Researcher James Flynn of the University of Otago identified a surprising phenomenon: “We get far more questions right on I.Q. tests than each succeeding generation. (…) Indeed, if you score the people a century ago against modern norms, they would have an average I.Q. of 70. If you score us against their norms, we would have an average I.Q. of 130. Now this has raised all sorts of questions,” Flynn said during a TED conference in 2013. The phenomenon has become known as the “Flynn effect.”

As an example, Flynn points to an experiment conducted by psychologist Alexander Luria in the early twentieth century. “Luria looked at people just before they entered the scientific age, and he found that these people were resistant to classifying the concrete world. (…) He found that they were resistant to deducing the hypothetical, to speculating about what might be, and he found finally that they didn’t deal well with abstractions or using logic on those abstractions,” Flynn says. 

The situation can be explained by the nature and level of education in the past. In 2025, for example, the proportion of people in the United States who complete twelve years of schooling is far higher than it once was. Likewise, whereas in 1900 only 3 percent of Americans worked in occupations requiring advanced cognitive skills, that figure has now risen to 35 percent, according to Flynn. 

Greater emphasis is also placed today on hypothetical situations. “Now, not only do we have much more education, much of that education is scientific, and you can’t do science without classifying the world. You can’t do science without proposing hypotheses. You can’t do science without making it logically consistent.” The educational model itself has also changed, shifting from one centered on memorisation and the learning of concrete facts to one that emphasises connections and the development of more abstract forms of thinking.

Different opportunities

People today can consider themselves privileged.
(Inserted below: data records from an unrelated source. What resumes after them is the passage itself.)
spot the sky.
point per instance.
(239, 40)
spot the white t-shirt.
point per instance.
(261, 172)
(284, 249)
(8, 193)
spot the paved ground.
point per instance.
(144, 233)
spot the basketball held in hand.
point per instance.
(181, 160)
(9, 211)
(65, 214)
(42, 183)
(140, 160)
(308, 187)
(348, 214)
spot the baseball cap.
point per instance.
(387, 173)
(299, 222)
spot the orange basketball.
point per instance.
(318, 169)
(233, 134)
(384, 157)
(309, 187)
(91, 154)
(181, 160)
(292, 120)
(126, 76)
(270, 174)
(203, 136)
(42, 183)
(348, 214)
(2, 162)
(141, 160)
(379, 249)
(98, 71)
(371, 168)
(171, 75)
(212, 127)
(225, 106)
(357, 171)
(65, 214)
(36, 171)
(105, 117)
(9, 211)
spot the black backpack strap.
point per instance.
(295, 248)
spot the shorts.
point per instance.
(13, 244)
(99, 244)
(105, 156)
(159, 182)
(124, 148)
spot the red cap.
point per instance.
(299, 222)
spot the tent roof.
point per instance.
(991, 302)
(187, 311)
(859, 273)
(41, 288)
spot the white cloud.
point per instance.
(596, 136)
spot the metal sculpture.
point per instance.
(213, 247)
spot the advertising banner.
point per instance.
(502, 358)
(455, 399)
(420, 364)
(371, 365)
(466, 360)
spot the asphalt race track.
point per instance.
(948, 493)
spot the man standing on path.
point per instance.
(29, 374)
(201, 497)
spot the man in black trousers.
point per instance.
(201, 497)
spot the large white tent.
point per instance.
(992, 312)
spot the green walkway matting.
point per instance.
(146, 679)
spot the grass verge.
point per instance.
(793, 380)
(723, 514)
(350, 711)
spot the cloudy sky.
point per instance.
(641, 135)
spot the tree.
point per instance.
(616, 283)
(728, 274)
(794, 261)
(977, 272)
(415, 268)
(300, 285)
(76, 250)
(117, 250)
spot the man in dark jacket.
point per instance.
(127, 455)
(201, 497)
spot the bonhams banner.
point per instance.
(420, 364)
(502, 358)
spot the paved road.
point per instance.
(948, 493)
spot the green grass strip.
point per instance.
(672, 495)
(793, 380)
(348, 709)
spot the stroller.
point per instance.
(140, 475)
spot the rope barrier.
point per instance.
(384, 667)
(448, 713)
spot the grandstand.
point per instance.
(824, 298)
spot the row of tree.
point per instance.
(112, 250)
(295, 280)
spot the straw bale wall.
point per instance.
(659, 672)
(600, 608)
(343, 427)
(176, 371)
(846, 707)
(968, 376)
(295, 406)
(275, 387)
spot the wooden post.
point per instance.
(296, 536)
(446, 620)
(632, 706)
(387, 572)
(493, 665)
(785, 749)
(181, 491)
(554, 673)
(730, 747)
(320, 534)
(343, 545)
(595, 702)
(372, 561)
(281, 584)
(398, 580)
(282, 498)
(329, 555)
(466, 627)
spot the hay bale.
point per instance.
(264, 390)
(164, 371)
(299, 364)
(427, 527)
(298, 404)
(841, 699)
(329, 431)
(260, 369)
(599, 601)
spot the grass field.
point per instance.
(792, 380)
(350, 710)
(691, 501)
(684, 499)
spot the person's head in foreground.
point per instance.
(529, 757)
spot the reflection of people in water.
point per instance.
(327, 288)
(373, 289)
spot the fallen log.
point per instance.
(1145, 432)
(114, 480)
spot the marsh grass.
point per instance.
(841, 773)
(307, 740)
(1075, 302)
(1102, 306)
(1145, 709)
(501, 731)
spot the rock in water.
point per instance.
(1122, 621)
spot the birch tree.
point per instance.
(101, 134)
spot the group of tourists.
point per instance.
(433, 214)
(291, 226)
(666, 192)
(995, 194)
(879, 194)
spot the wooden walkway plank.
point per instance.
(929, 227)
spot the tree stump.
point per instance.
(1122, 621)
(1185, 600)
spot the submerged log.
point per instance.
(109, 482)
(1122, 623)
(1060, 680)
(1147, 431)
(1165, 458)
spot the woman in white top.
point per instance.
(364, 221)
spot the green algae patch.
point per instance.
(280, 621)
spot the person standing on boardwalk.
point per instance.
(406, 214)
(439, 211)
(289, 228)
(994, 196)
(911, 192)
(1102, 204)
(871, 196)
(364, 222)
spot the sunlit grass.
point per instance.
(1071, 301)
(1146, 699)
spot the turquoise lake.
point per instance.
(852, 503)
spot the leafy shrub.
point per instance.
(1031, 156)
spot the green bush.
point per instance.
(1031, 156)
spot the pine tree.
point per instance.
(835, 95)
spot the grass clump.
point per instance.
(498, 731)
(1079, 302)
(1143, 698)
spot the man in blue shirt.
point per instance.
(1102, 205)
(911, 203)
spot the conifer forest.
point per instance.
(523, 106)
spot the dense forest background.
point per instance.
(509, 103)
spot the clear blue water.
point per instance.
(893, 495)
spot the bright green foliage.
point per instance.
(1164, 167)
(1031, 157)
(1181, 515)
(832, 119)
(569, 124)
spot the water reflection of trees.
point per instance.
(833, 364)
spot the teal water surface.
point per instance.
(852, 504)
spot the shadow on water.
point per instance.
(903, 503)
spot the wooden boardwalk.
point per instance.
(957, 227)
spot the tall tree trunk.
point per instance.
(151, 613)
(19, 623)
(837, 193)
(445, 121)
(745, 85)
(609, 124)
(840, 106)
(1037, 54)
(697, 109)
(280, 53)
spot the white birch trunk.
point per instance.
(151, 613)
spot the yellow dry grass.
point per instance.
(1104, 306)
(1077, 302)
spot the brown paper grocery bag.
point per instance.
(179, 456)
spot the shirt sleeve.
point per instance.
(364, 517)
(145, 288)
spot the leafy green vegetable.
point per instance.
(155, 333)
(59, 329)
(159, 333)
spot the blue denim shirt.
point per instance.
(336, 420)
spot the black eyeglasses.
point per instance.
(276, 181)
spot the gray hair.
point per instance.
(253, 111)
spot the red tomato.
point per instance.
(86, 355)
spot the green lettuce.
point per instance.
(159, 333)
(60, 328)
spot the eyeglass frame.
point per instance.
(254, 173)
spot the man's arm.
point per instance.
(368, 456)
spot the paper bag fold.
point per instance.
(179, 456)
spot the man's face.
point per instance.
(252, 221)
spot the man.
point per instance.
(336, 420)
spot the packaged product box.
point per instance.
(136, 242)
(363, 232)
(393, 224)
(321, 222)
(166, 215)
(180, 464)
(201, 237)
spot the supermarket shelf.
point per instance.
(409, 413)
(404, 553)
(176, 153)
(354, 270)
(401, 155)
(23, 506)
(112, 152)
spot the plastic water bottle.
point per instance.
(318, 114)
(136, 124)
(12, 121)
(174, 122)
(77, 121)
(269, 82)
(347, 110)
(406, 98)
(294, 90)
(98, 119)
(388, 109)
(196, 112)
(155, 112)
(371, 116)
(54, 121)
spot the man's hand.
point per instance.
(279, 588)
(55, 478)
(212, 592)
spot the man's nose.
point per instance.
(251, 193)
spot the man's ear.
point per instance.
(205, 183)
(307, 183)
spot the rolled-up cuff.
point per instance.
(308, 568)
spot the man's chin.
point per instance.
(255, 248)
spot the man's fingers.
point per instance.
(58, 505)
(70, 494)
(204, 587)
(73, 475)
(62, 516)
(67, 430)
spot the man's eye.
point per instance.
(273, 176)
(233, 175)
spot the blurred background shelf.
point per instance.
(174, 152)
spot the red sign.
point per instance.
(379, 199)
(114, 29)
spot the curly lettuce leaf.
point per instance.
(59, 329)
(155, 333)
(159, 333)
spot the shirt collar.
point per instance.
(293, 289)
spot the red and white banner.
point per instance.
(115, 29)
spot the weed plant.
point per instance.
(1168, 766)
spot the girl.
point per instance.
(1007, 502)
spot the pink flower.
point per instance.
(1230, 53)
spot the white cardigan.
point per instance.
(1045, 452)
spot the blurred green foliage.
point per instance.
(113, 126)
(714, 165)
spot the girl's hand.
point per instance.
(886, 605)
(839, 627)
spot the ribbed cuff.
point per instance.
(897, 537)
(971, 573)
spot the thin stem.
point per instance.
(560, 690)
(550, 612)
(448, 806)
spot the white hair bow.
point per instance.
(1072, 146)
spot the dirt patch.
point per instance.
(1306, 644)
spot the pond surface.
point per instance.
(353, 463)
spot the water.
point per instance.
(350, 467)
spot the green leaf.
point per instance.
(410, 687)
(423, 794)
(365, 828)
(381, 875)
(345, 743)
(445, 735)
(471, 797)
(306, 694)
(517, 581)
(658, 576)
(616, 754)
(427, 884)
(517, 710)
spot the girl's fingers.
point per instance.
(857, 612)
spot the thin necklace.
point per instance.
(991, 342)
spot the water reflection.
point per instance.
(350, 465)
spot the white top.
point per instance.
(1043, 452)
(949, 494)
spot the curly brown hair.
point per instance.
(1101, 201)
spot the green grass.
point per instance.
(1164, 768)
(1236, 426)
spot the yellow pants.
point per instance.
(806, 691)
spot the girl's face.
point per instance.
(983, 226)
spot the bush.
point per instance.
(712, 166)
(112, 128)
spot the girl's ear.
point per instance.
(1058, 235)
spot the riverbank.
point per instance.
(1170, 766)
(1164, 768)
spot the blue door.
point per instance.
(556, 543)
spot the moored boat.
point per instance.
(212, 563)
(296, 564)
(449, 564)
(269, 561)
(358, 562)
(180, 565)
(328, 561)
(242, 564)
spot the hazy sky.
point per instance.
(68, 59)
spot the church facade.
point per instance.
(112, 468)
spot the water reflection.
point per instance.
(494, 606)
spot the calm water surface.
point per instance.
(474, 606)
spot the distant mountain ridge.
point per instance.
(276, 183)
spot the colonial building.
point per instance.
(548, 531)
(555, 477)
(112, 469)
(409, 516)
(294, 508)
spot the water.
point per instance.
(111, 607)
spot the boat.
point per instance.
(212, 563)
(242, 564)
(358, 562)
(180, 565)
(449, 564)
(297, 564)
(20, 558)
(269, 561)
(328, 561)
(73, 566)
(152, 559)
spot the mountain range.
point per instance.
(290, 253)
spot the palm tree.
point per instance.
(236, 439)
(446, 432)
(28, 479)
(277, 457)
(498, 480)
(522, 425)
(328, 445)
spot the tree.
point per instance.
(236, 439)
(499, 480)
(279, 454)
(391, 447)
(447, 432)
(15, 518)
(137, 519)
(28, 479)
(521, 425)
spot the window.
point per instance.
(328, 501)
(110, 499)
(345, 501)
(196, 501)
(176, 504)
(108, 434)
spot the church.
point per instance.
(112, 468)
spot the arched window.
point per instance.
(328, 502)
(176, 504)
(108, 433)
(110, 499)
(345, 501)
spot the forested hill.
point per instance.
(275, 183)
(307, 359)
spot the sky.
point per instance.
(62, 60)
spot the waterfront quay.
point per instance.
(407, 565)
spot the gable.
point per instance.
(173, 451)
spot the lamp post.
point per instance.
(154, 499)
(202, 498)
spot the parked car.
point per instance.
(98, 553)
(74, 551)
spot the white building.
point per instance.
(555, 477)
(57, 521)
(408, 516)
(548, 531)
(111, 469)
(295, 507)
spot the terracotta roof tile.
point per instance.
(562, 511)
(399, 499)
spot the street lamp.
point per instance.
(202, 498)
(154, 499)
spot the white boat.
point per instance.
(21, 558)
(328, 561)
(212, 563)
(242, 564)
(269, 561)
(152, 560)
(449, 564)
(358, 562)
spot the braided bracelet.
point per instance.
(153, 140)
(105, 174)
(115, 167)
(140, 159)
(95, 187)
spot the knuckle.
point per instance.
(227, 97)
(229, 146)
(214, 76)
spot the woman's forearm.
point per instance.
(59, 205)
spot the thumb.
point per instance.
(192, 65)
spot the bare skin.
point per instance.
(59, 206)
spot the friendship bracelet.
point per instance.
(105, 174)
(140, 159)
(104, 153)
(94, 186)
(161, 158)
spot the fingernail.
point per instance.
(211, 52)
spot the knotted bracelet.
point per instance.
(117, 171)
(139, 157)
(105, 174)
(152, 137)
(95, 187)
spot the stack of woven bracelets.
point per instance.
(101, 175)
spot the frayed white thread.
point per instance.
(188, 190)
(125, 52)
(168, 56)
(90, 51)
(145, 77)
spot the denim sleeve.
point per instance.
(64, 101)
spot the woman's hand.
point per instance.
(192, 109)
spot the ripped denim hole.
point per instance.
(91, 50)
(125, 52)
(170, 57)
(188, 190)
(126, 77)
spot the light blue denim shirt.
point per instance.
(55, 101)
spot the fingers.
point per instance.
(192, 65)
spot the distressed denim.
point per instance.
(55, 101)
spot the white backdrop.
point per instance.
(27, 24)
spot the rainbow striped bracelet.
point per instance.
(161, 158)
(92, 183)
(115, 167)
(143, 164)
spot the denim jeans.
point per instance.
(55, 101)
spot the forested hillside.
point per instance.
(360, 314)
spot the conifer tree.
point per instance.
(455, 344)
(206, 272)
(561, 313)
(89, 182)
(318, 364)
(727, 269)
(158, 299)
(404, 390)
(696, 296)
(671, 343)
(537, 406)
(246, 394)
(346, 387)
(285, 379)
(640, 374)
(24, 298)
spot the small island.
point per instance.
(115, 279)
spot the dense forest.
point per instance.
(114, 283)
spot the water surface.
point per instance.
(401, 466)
They have “the chance to properly display their true IQ” because they benefit from “more opportunities for educating the scientific mind,” says Dr. Scott Barry Kaufman, a cognitive psychologist at New York University, in an article for Psychology Today 

This does not mean, however, that earlier generations were less intelligent than those of today, as Flynn himself points out. “They were quite capable of on-the-spot problem solving in the concrete situations that dominated their lives,” the researcher writes in his book What Is Intelligence? Beyond the Flynn Effect. It is also important to recognise that the demands people faced a century ago were vastly different from those they encounter today.

The modern generation and its blind spots

Although the evidence shows that today’s generations perform better on intelligence tests and have developed cognitive skills that our ancestors did not possess a century ago, “we haven’t made progress on all fronts,” Flynn says. He pointed, for example, to what he describes as the “ahistorical” nature of many young Americans, arguing that they know little about the history of their own country or the wider world and do not read literature, instead living in a “present-tense bubble.” “Think how different America would be if every American knew that this is the fifth time Western armies have gone to Afghanistan to put its house in order, and if they had some idea of exactly what had happened on those four previous occasions,” the researcher said during his TED talk.